Buying a Foreclosure – Pros and Cons

Real Estate

Buying a Foreclosure – Pros and Cons


About 10 years ago it seemed that almost every home listing was either a short sale
or foreclosure. Fortunately, the US housing market has recovered and these
distressed properties are less common. Still, there are foreclosures or REO (real
estate owned) homes for sale and buyers who are searching for bargains tend to
be drawn to them. But are they really as good a deal as they seem? Before writing
that offer, consider the pros and cons of buying a foreclosure.

Pros
• The biggest pro is that they are cheaper, typically about 5-7% cheaper.
Banks do not want to hold onto property they’ve been forced to take back.
They want them sold and price them aggressively to get offers, normally
multiple offers.
• The bank is impersonal.
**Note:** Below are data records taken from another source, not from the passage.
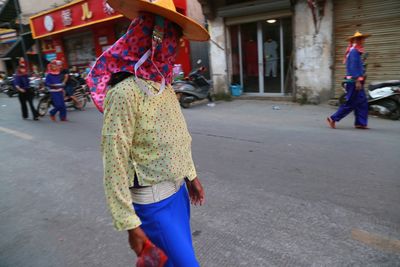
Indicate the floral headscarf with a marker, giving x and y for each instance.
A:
(145, 35)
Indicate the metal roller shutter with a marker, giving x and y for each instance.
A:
(379, 18)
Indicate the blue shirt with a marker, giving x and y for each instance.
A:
(52, 79)
(21, 81)
(354, 64)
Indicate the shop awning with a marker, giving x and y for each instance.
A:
(16, 49)
(255, 7)
(8, 11)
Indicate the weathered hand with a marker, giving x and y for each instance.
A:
(358, 85)
(137, 238)
(196, 192)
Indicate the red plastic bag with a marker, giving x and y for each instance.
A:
(151, 256)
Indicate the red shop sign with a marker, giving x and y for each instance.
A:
(71, 16)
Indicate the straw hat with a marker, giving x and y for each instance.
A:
(164, 8)
(358, 34)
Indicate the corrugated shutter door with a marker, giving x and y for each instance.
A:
(382, 20)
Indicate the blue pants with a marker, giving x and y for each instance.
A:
(167, 224)
(59, 105)
(355, 100)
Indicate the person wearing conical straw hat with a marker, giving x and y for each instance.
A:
(356, 99)
(146, 145)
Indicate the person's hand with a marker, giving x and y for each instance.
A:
(137, 238)
(196, 191)
(358, 85)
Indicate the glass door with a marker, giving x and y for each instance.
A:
(250, 57)
(261, 56)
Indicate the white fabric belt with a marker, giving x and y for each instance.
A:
(155, 193)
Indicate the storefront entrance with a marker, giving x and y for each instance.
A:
(261, 54)
(80, 49)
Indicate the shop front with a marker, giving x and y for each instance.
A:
(260, 50)
(79, 32)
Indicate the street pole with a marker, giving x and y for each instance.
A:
(21, 29)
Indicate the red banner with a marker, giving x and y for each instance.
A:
(71, 16)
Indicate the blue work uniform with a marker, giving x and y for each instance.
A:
(54, 82)
(355, 99)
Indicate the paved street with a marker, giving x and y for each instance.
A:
(282, 189)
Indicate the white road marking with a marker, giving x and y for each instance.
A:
(376, 241)
(16, 133)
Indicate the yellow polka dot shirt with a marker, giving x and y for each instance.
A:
(146, 135)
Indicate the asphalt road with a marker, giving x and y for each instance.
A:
(282, 189)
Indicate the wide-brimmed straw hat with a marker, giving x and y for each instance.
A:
(164, 8)
(358, 34)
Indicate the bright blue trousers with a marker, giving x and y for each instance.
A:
(59, 105)
(167, 224)
(355, 100)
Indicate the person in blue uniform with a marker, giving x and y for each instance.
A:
(54, 80)
(25, 92)
(356, 99)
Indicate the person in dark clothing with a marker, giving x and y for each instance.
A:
(54, 80)
(25, 93)
(69, 87)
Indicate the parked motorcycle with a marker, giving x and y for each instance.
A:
(7, 86)
(193, 88)
(383, 98)
(80, 93)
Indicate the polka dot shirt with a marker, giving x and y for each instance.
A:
(146, 135)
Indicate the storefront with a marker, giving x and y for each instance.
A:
(79, 32)
(260, 48)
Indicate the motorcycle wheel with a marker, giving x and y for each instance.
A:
(81, 97)
(182, 102)
(43, 106)
(393, 106)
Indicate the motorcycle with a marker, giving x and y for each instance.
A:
(7, 86)
(193, 88)
(383, 98)
(80, 93)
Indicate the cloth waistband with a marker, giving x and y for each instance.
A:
(155, 193)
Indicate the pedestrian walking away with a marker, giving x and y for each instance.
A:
(149, 175)
(25, 92)
(356, 99)
(54, 80)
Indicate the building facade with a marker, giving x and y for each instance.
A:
(296, 48)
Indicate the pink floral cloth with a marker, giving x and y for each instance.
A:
(126, 52)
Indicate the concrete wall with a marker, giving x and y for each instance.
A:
(218, 55)
(194, 11)
(314, 50)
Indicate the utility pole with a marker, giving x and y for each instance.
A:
(21, 29)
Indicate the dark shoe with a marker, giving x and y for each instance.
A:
(362, 127)
(331, 123)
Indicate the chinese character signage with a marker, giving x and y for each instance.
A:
(71, 16)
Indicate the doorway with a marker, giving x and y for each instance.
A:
(261, 56)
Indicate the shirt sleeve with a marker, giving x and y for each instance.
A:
(354, 64)
(117, 138)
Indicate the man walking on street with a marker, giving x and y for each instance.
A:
(25, 92)
(145, 141)
(356, 98)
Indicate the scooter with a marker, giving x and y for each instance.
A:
(193, 88)
(7, 86)
(80, 93)
(383, 98)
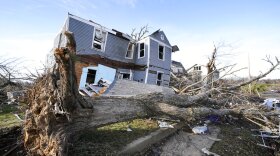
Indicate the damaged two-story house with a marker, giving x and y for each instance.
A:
(109, 54)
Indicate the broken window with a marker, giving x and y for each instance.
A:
(91, 76)
(141, 50)
(197, 68)
(99, 39)
(130, 50)
(124, 76)
(161, 52)
(159, 78)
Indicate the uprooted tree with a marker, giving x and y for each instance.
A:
(58, 113)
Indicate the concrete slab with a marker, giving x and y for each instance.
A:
(189, 144)
(142, 144)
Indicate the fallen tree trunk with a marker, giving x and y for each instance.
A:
(58, 113)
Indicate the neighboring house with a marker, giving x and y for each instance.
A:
(110, 54)
(177, 67)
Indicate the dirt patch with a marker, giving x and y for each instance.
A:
(108, 140)
(11, 141)
(236, 139)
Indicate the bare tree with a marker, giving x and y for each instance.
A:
(137, 36)
(58, 113)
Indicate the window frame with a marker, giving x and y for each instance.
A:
(163, 52)
(132, 51)
(139, 45)
(103, 44)
(161, 81)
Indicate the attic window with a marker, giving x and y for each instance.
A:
(197, 68)
(161, 52)
(130, 50)
(141, 50)
(99, 39)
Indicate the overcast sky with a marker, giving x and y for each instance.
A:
(245, 27)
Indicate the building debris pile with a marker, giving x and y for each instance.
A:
(58, 113)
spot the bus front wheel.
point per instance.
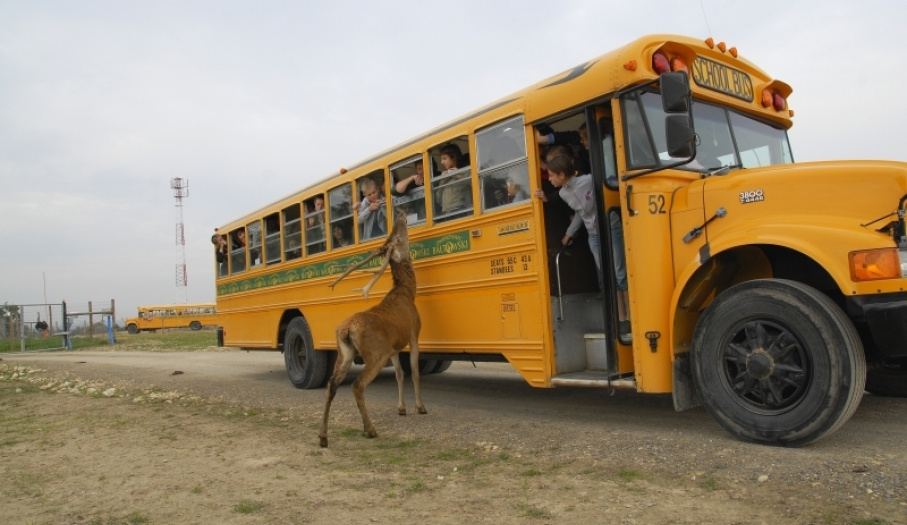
(305, 367)
(777, 362)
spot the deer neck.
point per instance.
(404, 275)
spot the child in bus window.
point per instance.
(317, 206)
(372, 217)
(453, 196)
(340, 238)
(415, 180)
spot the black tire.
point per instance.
(889, 379)
(305, 367)
(777, 362)
(441, 366)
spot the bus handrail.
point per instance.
(557, 271)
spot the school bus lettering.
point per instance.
(752, 196)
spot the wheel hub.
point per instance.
(760, 364)
(765, 365)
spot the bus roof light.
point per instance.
(778, 102)
(679, 64)
(660, 62)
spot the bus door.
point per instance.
(583, 352)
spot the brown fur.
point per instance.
(381, 332)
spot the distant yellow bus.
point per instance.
(768, 291)
(194, 316)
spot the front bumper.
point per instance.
(886, 319)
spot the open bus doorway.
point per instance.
(581, 308)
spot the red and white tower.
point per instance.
(180, 189)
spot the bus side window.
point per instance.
(292, 233)
(340, 200)
(272, 239)
(452, 188)
(408, 190)
(314, 225)
(503, 166)
(253, 231)
(238, 250)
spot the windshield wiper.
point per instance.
(720, 170)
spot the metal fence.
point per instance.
(32, 327)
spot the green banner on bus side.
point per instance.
(434, 247)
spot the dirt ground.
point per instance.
(122, 438)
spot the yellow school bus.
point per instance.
(194, 316)
(769, 291)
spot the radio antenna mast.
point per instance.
(180, 189)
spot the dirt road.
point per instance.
(491, 448)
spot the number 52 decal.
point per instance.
(656, 204)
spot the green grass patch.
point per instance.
(248, 507)
(531, 511)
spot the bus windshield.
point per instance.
(724, 138)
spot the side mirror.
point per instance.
(681, 137)
(675, 92)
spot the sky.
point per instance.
(103, 102)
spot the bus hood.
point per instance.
(858, 194)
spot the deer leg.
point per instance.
(340, 370)
(398, 370)
(372, 367)
(414, 364)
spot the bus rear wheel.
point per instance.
(441, 366)
(306, 367)
(777, 362)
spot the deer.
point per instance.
(380, 332)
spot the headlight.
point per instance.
(871, 265)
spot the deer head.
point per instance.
(395, 248)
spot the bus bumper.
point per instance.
(886, 319)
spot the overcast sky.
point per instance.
(103, 102)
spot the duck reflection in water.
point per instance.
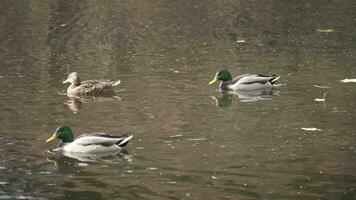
(66, 160)
(225, 99)
(74, 102)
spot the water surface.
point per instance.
(190, 140)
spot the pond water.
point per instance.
(190, 141)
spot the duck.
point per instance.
(89, 87)
(244, 82)
(91, 143)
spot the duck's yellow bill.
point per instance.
(53, 137)
(213, 81)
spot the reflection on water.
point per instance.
(226, 97)
(74, 102)
(164, 52)
(70, 157)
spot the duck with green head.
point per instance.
(88, 143)
(89, 87)
(244, 81)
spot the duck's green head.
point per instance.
(63, 133)
(222, 75)
(73, 78)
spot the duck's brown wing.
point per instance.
(94, 86)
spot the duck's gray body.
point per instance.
(249, 82)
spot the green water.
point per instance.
(190, 141)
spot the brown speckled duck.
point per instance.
(89, 87)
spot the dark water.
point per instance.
(190, 141)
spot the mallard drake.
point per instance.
(244, 81)
(91, 143)
(89, 87)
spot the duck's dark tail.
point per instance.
(116, 83)
(125, 140)
(274, 79)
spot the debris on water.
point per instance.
(311, 129)
(349, 80)
(151, 168)
(321, 100)
(197, 139)
(279, 85)
(175, 136)
(321, 86)
(325, 30)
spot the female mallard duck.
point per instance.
(244, 81)
(88, 143)
(90, 87)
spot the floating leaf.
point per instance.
(240, 41)
(347, 80)
(311, 129)
(325, 30)
(323, 99)
(321, 86)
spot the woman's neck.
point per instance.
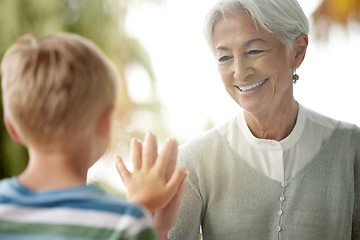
(275, 124)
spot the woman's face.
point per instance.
(254, 65)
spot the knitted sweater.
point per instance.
(229, 199)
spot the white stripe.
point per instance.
(87, 218)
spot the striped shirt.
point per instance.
(79, 213)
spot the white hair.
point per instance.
(285, 18)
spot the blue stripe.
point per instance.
(85, 197)
(36, 237)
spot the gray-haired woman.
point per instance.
(279, 170)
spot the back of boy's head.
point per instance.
(54, 89)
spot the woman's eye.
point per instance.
(254, 52)
(223, 59)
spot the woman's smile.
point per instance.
(251, 86)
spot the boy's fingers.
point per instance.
(122, 170)
(136, 153)
(176, 180)
(166, 161)
(150, 150)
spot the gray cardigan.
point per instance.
(231, 200)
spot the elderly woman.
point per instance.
(278, 170)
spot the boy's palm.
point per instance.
(153, 183)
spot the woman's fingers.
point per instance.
(136, 153)
(150, 151)
(122, 170)
(167, 158)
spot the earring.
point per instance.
(295, 77)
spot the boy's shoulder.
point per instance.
(90, 197)
(69, 209)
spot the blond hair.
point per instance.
(54, 88)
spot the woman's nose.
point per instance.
(242, 69)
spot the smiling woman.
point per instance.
(278, 170)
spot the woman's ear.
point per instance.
(300, 47)
(103, 126)
(11, 131)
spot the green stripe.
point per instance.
(71, 231)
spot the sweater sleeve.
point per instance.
(190, 212)
(356, 215)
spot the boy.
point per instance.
(58, 96)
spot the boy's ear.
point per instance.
(103, 126)
(300, 47)
(11, 131)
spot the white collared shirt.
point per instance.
(280, 160)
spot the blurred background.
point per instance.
(168, 76)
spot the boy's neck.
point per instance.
(55, 170)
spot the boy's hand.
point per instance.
(151, 184)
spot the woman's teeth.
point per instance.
(249, 87)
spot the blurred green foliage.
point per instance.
(102, 21)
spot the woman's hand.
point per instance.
(153, 183)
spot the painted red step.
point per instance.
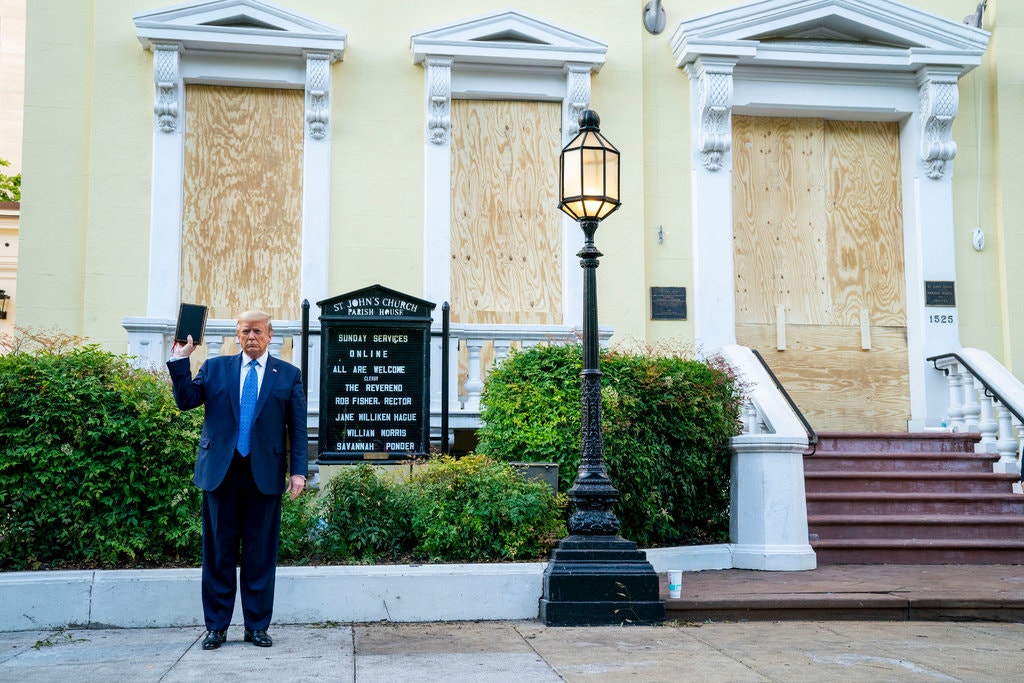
(916, 551)
(900, 462)
(914, 504)
(948, 527)
(910, 499)
(897, 442)
(908, 482)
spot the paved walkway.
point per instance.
(752, 644)
(527, 651)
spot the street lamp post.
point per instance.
(594, 577)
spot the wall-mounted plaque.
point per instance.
(375, 376)
(940, 293)
(668, 303)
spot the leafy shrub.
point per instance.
(366, 517)
(471, 509)
(298, 529)
(476, 508)
(667, 422)
(95, 461)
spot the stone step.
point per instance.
(907, 482)
(902, 462)
(890, 504)
(913, 551)
(883, 442)
(936, 527)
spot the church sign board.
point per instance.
(375, 376)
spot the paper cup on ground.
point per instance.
(675, 583)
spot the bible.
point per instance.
(192, 321)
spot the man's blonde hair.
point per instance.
(254, 316)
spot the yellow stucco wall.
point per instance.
(88, 136)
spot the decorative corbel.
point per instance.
(577, 98)
(166, 74)
(317, 93)
(438, 99)
(715, 101)
(939, 104)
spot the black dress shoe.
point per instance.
(214, 639)
(258, 638)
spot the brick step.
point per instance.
(888, 504)
(907, 482)
(897, 442)
(900, 462)
(911, 551)
(936, 527)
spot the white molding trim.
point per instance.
(501, 55)
(855, 59)
(245, 43)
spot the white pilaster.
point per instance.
(316, 177)
(711, 161)
(168, 157)
(437, 179)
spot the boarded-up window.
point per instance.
(242, 218)
(506, 229)
(819, 265)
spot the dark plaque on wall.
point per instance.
(668, 303)
(375, 376)
(940, 293)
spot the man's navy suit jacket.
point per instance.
(279, 432)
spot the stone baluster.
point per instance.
(954, 413)
(972, 408)
(502, 347)
(1007, 443)
(987, 425)
(474, 382)
(749, 416)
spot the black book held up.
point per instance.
(192, 321)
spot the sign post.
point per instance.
(375, 377)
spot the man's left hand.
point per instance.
(296, 484)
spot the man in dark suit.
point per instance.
(254, 433)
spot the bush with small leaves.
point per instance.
(667, 424)
(479, 509)
(95, 461)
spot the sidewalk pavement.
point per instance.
(760, 632)
(527, 651)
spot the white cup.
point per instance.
(675, 583)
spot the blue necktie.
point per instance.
(248, 408)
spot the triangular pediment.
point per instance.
(875, 34)
(507, 37)
(239, 26)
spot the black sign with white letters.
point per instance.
(375, 376)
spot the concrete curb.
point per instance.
(158, 598)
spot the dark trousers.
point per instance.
(237, 515)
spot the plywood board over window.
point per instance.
(819, 265)
(506, 229)
(242, 218)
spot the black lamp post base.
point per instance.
(600, 581)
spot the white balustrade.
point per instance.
(984, 397)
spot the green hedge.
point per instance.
(95, 463)
(667, 422)
(466, 510)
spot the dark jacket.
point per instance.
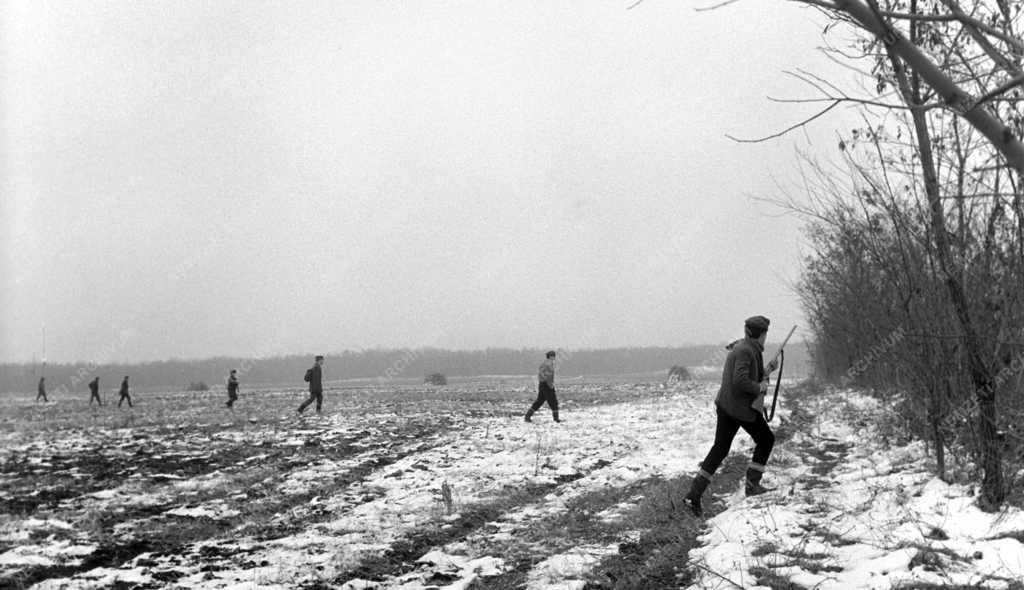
(316, 380)
(740, 379)
(546, 374)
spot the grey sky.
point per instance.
(327, 175)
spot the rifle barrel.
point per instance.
(787, 336)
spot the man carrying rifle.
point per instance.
(738, 404)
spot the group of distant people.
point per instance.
(738, 405)
(93, 391)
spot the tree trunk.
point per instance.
(992, 488)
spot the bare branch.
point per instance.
(786, 130)
(713, 7)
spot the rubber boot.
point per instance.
(697, 487)
(753, 486)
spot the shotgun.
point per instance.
(759, 402)
(779, 351)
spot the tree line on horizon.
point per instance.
(386, 366)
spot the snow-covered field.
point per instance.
(449, 488)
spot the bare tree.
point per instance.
(948, 76)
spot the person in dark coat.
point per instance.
(545, 388)
(740, 396)
(232, 388)
(124, 392)
(314, 376)
(94, 391)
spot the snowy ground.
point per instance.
(851, 511)
(450, 489)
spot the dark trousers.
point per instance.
(313, 396)
(726, 430)
(545, 393)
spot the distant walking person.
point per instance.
(94, 391)
(232, 389)
(124, 392)
(546, 388)
(738, 406)
(314, 376)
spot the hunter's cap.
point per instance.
(757, 325)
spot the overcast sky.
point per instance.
(231, 177)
When negotiating, a bank will only consider the
dollar and cents of the deal; they are not emotionally involved.

Cons
• The biggest cons is the condition of the home. The previous sellers clearly
were in some kind of financial distress and chances are good there is
deferred maintenance or other problem with the home.
• The bank is impersonal. This can work against you as well. The bank does
not care who buys the home and will not be swayed with emotional
appeals.


Buying a foreclosure can be a real deal or a real dud. Consider the pros and cons
carefully before investing in a foreclosure.